What advice would you give to an aspiring illustrator?
Be persistent. Be patient. Most of all, have fun.

Having an online presence is quite important in this day and age. It is not only a platform to share your artwork to others but also a place they can reach out to you. Don’t be afraid to post your artwork, treat your instagram as an online portfolio - this is how my agent found me!

Be true to yourself and make work that you love and are proud of. Post your artwork online but don’t feel like you have to share everything. It is very hard not to compare ourselves with other artists online, especially if you are just at the beginning of your creative journey. Sometimes the harshest critics are ourselves. Don’t feel the pressure to post something you dislike. Give yourself some time and after a few weeks, months or years, return to that artwork and see what you think about it. If you still dislike it then move on and step away from it for good, but there’s a high chance that you’ll see the potential within it again.

Be playful with your artwork. Take a sketchbook on a walk and draw what you see, document the little things in life or stories you overhear on the bus or someone’s outfit you see on the street.
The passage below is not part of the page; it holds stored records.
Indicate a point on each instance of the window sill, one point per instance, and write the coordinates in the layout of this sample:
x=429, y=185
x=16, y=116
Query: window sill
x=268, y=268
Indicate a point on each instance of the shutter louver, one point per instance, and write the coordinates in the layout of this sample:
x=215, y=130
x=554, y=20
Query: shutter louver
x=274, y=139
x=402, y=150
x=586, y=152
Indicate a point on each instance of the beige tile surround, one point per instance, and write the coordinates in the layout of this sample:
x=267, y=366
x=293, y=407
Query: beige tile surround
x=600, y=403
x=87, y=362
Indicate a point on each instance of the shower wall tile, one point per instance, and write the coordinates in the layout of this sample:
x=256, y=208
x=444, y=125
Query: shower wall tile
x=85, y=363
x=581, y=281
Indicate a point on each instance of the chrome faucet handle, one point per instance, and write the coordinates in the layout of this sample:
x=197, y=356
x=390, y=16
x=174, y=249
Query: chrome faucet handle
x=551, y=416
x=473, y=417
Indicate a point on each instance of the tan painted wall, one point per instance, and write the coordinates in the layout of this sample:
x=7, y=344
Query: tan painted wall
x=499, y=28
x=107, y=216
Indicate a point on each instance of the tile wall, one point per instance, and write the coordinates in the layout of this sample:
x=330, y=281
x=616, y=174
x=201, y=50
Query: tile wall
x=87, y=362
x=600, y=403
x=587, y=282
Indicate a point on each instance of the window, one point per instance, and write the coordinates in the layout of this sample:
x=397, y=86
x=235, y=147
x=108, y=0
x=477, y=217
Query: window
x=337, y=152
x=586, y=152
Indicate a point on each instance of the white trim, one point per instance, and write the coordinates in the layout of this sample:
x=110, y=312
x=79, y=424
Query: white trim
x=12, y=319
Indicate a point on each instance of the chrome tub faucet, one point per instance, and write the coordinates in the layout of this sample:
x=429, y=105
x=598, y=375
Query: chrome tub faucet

So much we see, do or hear in our everyday life influences our work and if you are ever feeling in a rut, it's great to have these documentations on hand - you never know when something may spark a new idea.
Remember, that unfortunately, not everyone is going to like your work. It’s really hard to hear criticism about our illustrations but also key to improving and developing us as illustrators. Sometimes I find it helps me to take a step back to digest my feedback instead of going full blown panic mode! 99% of the time, people are here to help.

Most of all, enjoy the process. The world of illustration is such a fantastic industry to be in.

Blithe Fielden is an illustrator and picture book maker living in Brisbane, Australia. Originally from England, Blithe graduated from Leeds Arts University with a BA (Hons) in illustration. She loves to create playful, colourful and happy illustrations, depicting the world through the eyes of children. Blithe is represented by The Bright Agency.